* Dollar rallies on prospects of Fed scaling back stimulus
* Euro hits two-week low vs dollar; Greece turmoil returns
* Yen, Swiss franc may gain on emerging market turbulence
By Wanfeng Zhou
NEW YORK, June 21 (Reuters) - The U.S. dollar was headed for its biggest weekly gain since late 2011 against major currencies on Friday, after the Federal Reserve laid out its plans Wednesday to begin scaling back its economic stimulus efforts.
The euro fell to a two-week low against the dollar as interest rate differentials moved in favor of the U.S. currency and on a re-emergence of Greece’s political turmoil.
The dollar surged and assets like stocks and bonds fell after Fed Chairman Ben Bernanke said on Wednesday the economy was improving enough for the central bank to begin reining in its monthly $85 billion in asset purchases. That prompted traders to start pricing in an interest-rate hike in late 2014.
“We’re very bullish right now on the U.S. dollar,” said Michael Woolfolk, senior currency strategist at BNY Mellon in New York.
Woolfolk said the dollar was likely to gain regardless of Fed actions. If the economy improves and the Fed cuts back on its stimulus, the dollar will benefit from expectations of higher interest rates. But if the Fed maintains stimulus because the economy is weak, the dollar will rise on safe-haven demand, he said.

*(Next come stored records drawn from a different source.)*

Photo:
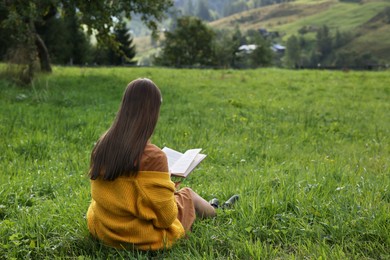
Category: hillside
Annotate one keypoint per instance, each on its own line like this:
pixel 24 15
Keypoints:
pixel 368 22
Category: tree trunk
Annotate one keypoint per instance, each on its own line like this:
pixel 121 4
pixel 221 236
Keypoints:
pixel 43 54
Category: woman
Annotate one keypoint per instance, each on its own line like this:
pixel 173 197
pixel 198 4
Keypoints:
pixel 134 203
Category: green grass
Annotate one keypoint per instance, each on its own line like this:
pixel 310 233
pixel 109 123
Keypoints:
pixel 308 151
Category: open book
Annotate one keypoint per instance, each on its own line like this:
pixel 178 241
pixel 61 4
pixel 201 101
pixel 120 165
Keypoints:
pixel 182 164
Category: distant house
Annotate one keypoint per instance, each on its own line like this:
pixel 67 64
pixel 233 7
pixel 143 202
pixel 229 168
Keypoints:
pixel 247 48
pixel 263 32
pixel 278 48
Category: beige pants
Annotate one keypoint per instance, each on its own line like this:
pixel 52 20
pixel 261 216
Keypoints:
pixel 186 208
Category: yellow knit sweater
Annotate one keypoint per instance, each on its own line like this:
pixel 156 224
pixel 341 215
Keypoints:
pixel 138 211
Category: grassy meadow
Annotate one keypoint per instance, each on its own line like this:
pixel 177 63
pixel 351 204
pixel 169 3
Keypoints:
pixel 308 152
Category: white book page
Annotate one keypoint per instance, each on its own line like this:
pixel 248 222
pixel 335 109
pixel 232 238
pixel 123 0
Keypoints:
pixel 172 155
pixel 182 165
pixel 196 161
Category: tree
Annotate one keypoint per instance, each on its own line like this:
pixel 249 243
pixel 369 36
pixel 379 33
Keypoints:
pixel 126 48
pixel 293 52
pixel 191 44
pixel 262 55
pixel 203 10
pixel 324 42
pixel 22 18
pixel 226 46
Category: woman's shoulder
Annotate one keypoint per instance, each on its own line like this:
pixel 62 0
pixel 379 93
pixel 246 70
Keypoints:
pixel 153 159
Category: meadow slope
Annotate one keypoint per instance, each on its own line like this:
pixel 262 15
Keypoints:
pixel 308 151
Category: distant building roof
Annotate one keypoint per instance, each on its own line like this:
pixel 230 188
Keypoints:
pixel 247 48
pixel 278 48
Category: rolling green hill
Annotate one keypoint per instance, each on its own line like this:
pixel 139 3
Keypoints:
pixel 368 21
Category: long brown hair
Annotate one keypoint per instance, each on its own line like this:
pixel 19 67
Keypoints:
pixel 119 150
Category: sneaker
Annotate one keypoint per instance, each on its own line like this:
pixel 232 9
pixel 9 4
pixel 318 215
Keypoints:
pixel 230 202
pixel 214 202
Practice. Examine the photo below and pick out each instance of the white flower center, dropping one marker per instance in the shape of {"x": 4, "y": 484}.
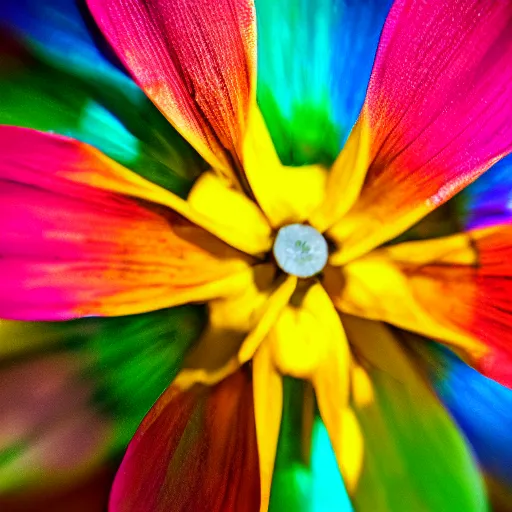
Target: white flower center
{"x": 300, "y": 250}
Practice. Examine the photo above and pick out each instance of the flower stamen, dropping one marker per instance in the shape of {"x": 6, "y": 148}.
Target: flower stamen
{"x": 300, "y": 250}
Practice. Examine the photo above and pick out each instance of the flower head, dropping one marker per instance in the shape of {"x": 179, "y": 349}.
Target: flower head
{"x": 302, "y": 267}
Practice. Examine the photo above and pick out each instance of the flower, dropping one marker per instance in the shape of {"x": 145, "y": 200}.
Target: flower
{"x": 85, "y": 236}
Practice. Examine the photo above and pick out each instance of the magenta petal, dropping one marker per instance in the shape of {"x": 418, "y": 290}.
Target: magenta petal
{"x": 439, "y": 109}
{"x": 74, "y": 244}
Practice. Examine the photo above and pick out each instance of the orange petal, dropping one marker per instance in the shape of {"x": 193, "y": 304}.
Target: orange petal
{"x": 308, "y": 342}
{"x": 233, "y": 212}
{"x": 453, "y": 289}
{"x": 81, "y": 236}
{"x": 195, "y": 450}
{"x": 439, "y": 114}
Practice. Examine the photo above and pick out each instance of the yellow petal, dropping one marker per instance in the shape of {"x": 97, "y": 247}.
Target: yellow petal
{"x": 286, "y": 195}
{"x": 375, "y": 287}
{"x": 345, "y": 179}
{"x": 232, "y": 211}
{"x": 308, "y": 342}
{"x": 269, "y": 315}
{"x": 268, "y": 407}
{"x": 231, "y": 318}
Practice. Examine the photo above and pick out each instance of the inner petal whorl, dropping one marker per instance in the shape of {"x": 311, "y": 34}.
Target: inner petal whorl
{"x": 300, "y": 250}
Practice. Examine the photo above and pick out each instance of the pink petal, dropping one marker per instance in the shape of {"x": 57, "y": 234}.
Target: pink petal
{"x": 194, "y": 451}
{"x": 73, "y": 245}
{"x": 196, "y": 61}
{"x": 439, "y": 109}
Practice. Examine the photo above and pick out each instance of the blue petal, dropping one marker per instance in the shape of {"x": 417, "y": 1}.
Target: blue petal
{"x": 314, "y": 61}
{"x": 60, "y": 32}
{"x": 481, "y": 407}
{"x": 488, "y": 201}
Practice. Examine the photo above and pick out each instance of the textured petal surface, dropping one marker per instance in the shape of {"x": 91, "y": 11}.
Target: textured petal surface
{"x": 118, "y": 120}
{"x": 195, "y": 450}
{"x": 488, "y": 201}
{"x": 439, "y": 113}
{"x": 481, "y": 407}
{"x": 231, "y": 319}
{"x": 72, "y": 245}
{"x": 314, "y": 61}
{"x": 196, "y": 63}
{"x": 98, "y": 376}
{"x": 415, "y": 458}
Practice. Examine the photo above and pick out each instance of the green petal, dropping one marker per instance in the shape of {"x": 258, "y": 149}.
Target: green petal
{"x": 415, "y": 458}
{"x": 73, "y": 398}
{"x": 306, "y": 476}
{"x": 113, "y": 115}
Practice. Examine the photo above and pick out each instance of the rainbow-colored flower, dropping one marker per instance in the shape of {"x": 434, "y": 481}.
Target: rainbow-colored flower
{"x": 346, "y": 280}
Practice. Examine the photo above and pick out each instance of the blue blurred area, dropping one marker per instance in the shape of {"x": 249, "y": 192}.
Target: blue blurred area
{"x": 481, "y": 407}
{"x": 488, "y": 200}
{"x": 64, "y": 32}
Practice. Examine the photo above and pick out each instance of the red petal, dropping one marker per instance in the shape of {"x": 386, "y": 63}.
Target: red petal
{"x": 196, "y": 61}
{"x": 195, "y": 451}
{"x": 73, "y": 244}
{"x": 439, "y": 110}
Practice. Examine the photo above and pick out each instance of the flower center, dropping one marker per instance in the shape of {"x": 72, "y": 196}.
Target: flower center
{"x": 300, "y": 250}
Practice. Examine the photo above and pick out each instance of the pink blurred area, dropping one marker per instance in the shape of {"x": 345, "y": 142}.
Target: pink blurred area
{"x": 89, "y": 495}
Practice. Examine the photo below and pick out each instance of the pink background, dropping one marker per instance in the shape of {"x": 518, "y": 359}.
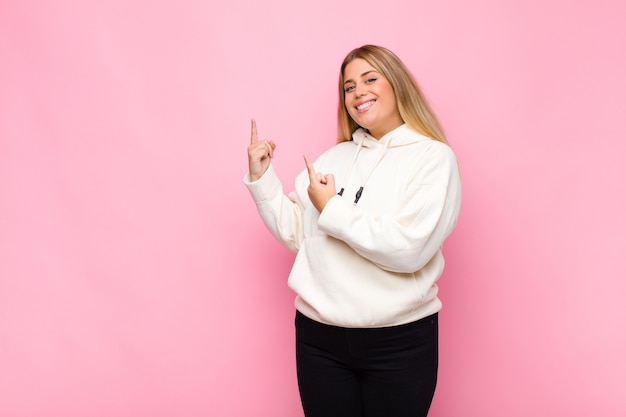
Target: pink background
{"x": 136, "y": 278}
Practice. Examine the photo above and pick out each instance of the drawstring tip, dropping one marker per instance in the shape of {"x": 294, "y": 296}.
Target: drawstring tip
{"x": 358, "y": 195}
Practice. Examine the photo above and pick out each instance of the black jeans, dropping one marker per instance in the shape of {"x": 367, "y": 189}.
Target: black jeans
{"x": 380, "y": 372}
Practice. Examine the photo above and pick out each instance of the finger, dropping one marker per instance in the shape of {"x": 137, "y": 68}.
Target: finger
{"x": 310, "y": 169}
{"x": 253, "y": 134}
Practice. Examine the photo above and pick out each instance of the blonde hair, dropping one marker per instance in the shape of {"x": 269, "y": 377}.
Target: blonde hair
{"x": 412, "y": 105}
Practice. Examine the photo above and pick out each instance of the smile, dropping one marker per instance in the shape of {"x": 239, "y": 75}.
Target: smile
{"x": 366, "y": 105}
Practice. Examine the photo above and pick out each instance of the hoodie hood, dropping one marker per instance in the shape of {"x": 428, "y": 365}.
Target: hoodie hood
{"x": 401, "y": 136}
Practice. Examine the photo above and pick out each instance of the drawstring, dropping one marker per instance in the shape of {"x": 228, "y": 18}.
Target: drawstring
{"x": 356, "y": 154}
{"x": 358, "y": 194}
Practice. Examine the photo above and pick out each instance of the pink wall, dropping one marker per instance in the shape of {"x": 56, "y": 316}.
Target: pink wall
{"x": 136, "y": 278}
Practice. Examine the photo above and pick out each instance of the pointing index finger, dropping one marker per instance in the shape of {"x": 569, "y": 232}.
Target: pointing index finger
{"x": 309, "y": 168}
{"x": 253, "y": 134}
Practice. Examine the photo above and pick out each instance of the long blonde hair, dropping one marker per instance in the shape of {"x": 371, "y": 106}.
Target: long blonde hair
{"x": 412, "y": 105}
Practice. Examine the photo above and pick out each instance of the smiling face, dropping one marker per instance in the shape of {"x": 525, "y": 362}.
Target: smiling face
{"x": 370, "y": 99}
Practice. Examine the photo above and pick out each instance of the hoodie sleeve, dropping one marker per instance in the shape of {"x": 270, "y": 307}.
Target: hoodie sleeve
{"x": 281, "y": 214}
{"x": 407, "y": 239}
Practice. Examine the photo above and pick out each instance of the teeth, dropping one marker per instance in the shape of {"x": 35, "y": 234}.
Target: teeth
{"x": 365, "y": 105}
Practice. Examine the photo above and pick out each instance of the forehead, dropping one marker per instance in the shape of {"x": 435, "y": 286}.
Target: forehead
{"x": 356, "y": 68}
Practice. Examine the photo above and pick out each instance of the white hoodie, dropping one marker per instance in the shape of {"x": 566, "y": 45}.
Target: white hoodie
{"x": 374, "y": 263}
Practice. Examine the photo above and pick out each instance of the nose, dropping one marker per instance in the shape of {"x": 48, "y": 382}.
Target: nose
{"x": 359, "y": 90}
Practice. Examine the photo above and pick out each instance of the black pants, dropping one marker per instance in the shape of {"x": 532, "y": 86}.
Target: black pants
{"x": 381, "y": 372}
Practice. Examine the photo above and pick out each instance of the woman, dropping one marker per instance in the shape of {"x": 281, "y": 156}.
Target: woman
{"x": 368, "y": 247}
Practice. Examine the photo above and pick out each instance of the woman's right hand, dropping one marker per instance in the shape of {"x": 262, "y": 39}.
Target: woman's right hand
{"x": 259, "y": 154}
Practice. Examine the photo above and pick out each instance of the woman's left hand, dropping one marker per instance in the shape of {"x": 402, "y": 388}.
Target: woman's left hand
{"x": 321, "y": 187}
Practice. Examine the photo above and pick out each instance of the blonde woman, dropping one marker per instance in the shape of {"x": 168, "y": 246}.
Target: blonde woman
{"x": 368, "y": 220}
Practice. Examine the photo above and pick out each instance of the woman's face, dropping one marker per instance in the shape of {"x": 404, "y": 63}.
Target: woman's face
{"x": 369, "y": 98}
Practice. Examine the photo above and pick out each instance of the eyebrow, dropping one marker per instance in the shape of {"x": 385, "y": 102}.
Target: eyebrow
{"x": 362, "y": 75}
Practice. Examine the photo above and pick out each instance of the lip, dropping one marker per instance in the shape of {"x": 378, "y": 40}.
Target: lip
{"x": 366, "y": 108}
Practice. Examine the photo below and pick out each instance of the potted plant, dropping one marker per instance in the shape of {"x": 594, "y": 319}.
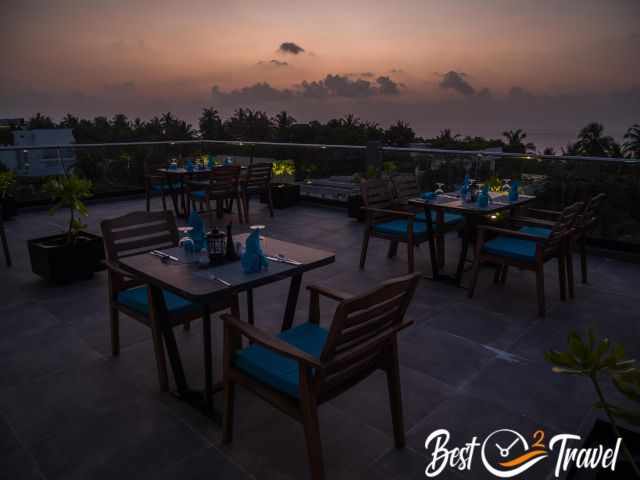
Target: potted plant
{"x": 594, "y": 359}
{"x": 284, "y": 192}
{"x": 74, "y": 254}
{"x": 7, "y": 199}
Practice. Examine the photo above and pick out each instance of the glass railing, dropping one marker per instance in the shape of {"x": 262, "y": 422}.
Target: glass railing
{"x": 332, "y": 172}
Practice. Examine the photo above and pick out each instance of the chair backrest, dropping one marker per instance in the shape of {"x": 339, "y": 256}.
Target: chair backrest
{"x": 377, "y": 193}
{"x": 563, "y": 225}
{"x": 258, "y": 175}
{"x": 406, "y": 187}
{"x": 590, "y": 215}
{"x": 138, "y": 232}
{"x": 361, "y": 332}
{"x": 224, "y": 179}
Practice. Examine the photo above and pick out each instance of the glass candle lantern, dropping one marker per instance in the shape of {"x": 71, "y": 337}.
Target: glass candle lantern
{"x": 216, "y": 246}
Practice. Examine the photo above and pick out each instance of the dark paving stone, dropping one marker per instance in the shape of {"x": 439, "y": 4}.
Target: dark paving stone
{"x": 531, "y": 388}
{"x": 369, "y": 400}
{"x": 449, "y": 358}
{"x": 204, "y": 465}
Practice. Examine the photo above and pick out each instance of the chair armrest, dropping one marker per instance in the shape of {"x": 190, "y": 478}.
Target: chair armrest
{"x": 511, "y": 233}
{"x": 329, "y": 292}
{"x": 542, "y": 211}
{"x": 397, "y": 213}
{"x": 536, "y": 222}
{"x": 270, "y": 342}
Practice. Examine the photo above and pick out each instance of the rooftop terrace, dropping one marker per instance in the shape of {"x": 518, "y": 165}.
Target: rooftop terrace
{"x": 70, "y": 410}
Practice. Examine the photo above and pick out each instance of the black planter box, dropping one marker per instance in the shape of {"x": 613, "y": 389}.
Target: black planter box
{"x": 57, "y": 262}
{"x": 284, "y": 195}
{"x": 602, "y": 434}
{"x": 9, "y": 207}
{"x": 354, "y": 207}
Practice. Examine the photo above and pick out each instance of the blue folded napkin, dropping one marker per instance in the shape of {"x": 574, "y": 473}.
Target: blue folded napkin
{"x": 513, "y": 191}
{"x": 483, "y": 197}
{"x": 198, "y": 234}
{"x": 253, "y": 260}
{"x": 429, "y": 195}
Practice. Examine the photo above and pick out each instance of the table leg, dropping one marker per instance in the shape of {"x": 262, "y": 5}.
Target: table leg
{"x": 469, "y": 227}
{"x": 159, "y": 309}
{"x": 292, "y": 301}
{"x": 432, "y": 243}
{"x": 208, "y": 359}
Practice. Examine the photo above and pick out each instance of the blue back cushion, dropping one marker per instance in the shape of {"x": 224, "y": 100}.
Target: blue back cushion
{"x": 278, "y": 371}
{"x": 137, "y": 299}
{"x": 516, "y": 248}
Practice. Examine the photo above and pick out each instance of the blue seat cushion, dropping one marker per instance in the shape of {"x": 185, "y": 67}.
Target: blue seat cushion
{"x": 137, "y": 299}
{"x": 516, "y": 248}
{"x": 399, "y": 228}
{"x": 449, "y": 218}
{"x": 159, "y": 187}
{"x": 276, "y": 370}
{"x": 537, "y": 231}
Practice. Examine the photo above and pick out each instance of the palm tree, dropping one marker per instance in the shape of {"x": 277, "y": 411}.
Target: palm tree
{"x": 593, "y": 142}
{"x": 515, "y": 141}
{"x": 631, "y": 146}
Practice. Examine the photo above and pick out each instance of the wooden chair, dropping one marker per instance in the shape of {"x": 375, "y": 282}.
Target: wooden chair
{"x": 303, "y": 367}
{"x": 585, "y": 224}
{"x": 131, "y": 234}
{"x": 256, "y": 181}
{"x": 386, "y": 219}
{"x": 529, "y": 248}
{"x": 222, "y": 185}
{"x": 406, "y": 187}
{"x": 5, "y": 243}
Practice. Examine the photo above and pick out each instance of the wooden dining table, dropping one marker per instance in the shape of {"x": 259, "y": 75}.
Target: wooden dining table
{"x": 473, "y": 216}
{"x": 213, "y": 286}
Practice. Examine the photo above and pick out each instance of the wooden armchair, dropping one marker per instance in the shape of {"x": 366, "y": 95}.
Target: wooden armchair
{"x": 131, "y": 234}
{"x": 386, "y": 219}
{"x": 585, "y": 223}
{"x": 529, "y": 248}
{"x": 308, "y": 365}
{"x": 406, "y": 187}
{"x": 222, "y": 185}
{"x": 256, "y": 181}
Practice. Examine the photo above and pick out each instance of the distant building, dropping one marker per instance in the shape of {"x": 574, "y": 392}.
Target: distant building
{"x": 40, "y": 163}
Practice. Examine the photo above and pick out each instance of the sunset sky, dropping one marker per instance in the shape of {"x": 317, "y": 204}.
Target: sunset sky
{"x": 477, "y": 67}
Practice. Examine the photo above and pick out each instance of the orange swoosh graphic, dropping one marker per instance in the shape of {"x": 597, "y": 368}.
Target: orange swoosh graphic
{"x": 523, "y": 458}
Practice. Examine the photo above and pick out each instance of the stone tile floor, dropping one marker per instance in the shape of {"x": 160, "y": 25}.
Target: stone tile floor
{"x": 69, "y": 410}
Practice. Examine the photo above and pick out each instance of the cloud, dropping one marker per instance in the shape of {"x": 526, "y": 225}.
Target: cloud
{"x": 273, "y": 63}
{"x": 290, "y": 47}
{"x": 455, "y": 81}
{"x": 387, "y": 86}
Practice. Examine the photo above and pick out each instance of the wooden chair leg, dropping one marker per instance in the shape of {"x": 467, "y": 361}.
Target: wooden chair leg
{"x": 311, "y": 429}
{"x": 365, "y": 246}
{"x": 395, "y": 397}
{"x": 270, "y": 200}
{"x": 562, "y": 277}
{"x": 540, "y": 290}
{"x": 570, "y": 279}
{"x": 114, "y": 318}
{"x": 393, "y": 249}
{"x": 227, "y": 421}
{"x": 583, "y": 257}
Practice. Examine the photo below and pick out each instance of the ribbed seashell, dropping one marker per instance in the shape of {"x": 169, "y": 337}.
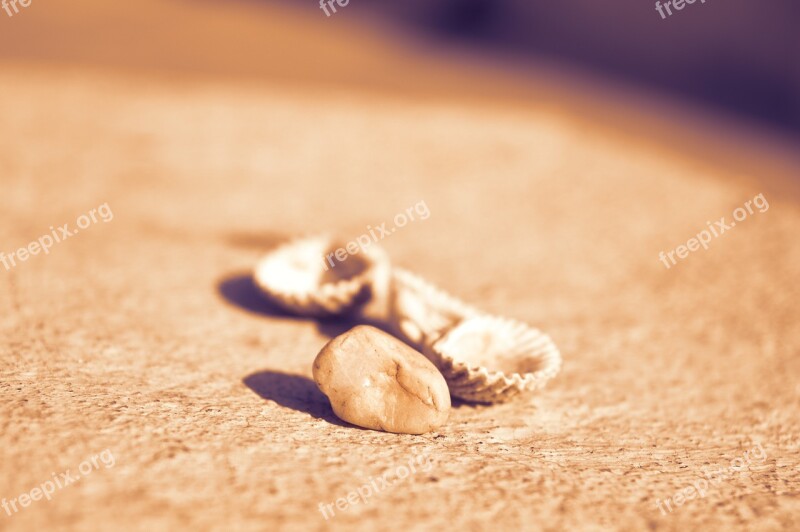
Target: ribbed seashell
{"x": 297, "y": 277}
{"x": 420, "y": 312}
{"x": 489, "y": 359}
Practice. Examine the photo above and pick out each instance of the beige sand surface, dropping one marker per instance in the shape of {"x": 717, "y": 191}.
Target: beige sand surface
{"x": 143, "y": 336}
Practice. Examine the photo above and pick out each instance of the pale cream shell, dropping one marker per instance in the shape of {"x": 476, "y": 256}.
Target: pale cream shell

Against the currency basket, the dollar rose to 82.440 , the strongest since June 6. It was last up 0.6 percent at 82.383 and was on track for a weekly gain of 2.2 percent, the biggest since early November 2011.
Analysts said expectations of the Fed slowing the pace of its stimulus also led to a degree of uncertainty in financial markets, which will also boost the dollar.
“Players will likely park (assets) in the dollar until we have got a little more clarity about where the world is going,” said Neil Jones, head of hedge fund FX sales at Mizuho Corporate Bank in London. “The dollar is benefiting from that and I sense it will continue to do so.”
The euro fell 0.7 percent to $1.3118, having hit a two-week low of $1.3114.
Greece’s Democratic Left party may pull out of Greece’s ruling coalition on Friday after talks to resume state television broadcasts collapsed, plunging the nation into fresh turmoil. The news sent the country’s borrowing costs to their highest since April.
Traders said with the yield gap between 10-year Treasuries and German Bunds rising to its highest since late April 2010 in favor of the former, investors were looking to initiate fresh bets against the euro. During that time three years ago, the euro fell from a high of above $1.34 to below $1.20.
On Friday, the dollar gained 0.2 percent against the yen to 97.47 yen, not far from its 98.28-yen intraday high on Thursday.
On the week, the euro fell 1.7 percent against the dollar, the biggest weekly loss since early February. The dollar rose 3.7 percent versus the yen, the biggest weekly rise December 2009.
“Demand from Japanese investors for Treasuries will pick up and we are expecting the U.S. economy to keep growing. The Fed is likely to start tapering (stimulus measures) in September and this is very encouraging for dollar/yen,” said Yujiro Goto, FX strategist at Nomura.
Some traders said higher U.S. interest rates could prompt a stampede out of emerging markets. Such a development could favor traditional safe-haven currencies such as the yen and the Swiss franc.
Goldman Sachs, in a note to clients, said tighter monetary conditions by major central banks, especially the Fed, could trigger declines in a number of emerging market currencies in the years ahead.
“Although some of the recent shifts may prove to be overshoots in the short term, the (emerging market, or EM) bond and FX sell-off of the last month is likely to constitute only a small part of a longer trend for EM assets,” they said.